第24話 こんな気持ちになるなら一人のままが良かった……

「静香も教室のど真ん中で乳くり合わないの~」

「あぁ……うぅ、ごめんね月ちゃん」

「ううん。静香ちゃんは私を助けようとしてくれただけだから、気にしてないよ」


 きっと天音はこの気まずい空気を和ませようとしているが、はっきり言って逆効果である。

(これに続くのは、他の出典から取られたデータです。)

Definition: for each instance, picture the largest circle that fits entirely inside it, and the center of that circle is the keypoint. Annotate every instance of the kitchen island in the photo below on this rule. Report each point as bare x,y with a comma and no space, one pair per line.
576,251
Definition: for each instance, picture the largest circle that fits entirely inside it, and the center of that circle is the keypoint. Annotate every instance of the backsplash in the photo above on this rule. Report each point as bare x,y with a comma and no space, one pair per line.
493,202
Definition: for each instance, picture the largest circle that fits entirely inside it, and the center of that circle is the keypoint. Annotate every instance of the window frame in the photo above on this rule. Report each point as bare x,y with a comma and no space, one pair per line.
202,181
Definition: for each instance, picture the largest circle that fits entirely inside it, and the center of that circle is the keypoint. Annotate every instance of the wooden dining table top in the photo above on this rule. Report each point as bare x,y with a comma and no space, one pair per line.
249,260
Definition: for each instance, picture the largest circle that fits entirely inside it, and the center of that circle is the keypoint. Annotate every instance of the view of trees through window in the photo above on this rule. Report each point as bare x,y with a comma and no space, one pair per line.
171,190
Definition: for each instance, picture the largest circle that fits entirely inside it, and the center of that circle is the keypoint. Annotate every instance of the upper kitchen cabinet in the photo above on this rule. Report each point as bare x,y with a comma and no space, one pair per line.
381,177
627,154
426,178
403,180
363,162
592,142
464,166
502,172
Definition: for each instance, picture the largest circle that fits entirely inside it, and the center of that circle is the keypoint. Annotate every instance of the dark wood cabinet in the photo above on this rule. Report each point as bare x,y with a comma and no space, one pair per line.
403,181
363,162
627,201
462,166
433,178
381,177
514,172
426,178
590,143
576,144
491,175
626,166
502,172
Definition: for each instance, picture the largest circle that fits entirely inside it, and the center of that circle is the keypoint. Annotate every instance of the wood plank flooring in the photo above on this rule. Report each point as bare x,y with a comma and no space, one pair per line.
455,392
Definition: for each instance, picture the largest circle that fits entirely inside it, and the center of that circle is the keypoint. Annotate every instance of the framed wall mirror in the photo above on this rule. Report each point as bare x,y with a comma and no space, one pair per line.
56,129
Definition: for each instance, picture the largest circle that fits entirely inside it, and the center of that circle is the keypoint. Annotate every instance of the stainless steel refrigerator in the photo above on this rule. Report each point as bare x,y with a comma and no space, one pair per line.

 女の子の胸を触ったという罪悪感はさらに静香の心に突き刺さり、もう一度謝罪する。


 月もわざとではないことは頭で理解しているらしいが、感情が追い付いていないようだ。


「「「……」」」


 五人の間に重い空気が流れる。

 いや、メアリーだけは未だこの空気が分からず首を傾げている。


「もうここは静香が土下座するしかないよ~。いっそ結婚しよう~」

「なに言ってるの天音ちゃん。けっ、結婚なんて早すぎるよ。それに月ちゃんの気持ちを無視するのは良くないよ」

「そうですよ天音。いくら男の娘が女の子の胸を触ったからと言って結婚は安直すぎます。それに月や静香の気持ちも考えてください」

「我的には静香が他の女と結婚するのは複雑だが、月ならギリ良い。複雑だが」

「でも女の子の胸を触ったんだから~誠意は見せないと~」

「うぅ~……」


 天音が静香に土下座させようと煽り、静香と帆波に怒られる。

 メアリーは意味不明なことを言いながら渋々納得し、天音はここぞとばかりに煽ってくる。


 静香にも月の胸を触ってしまった罪悪感があるため、なにも言い返せない。


「……」


 帆波も気の利いたことを言おうとしているが、言葉が出てこない。


「別にわざとではないのだから気にしなくても良かろう」

「それとこれとは別なんだよ~メアリー」


 自称吸血鬼はなぜ静香と月が気にしているのか理解できないメアリーに天音は間延びした声で諭す。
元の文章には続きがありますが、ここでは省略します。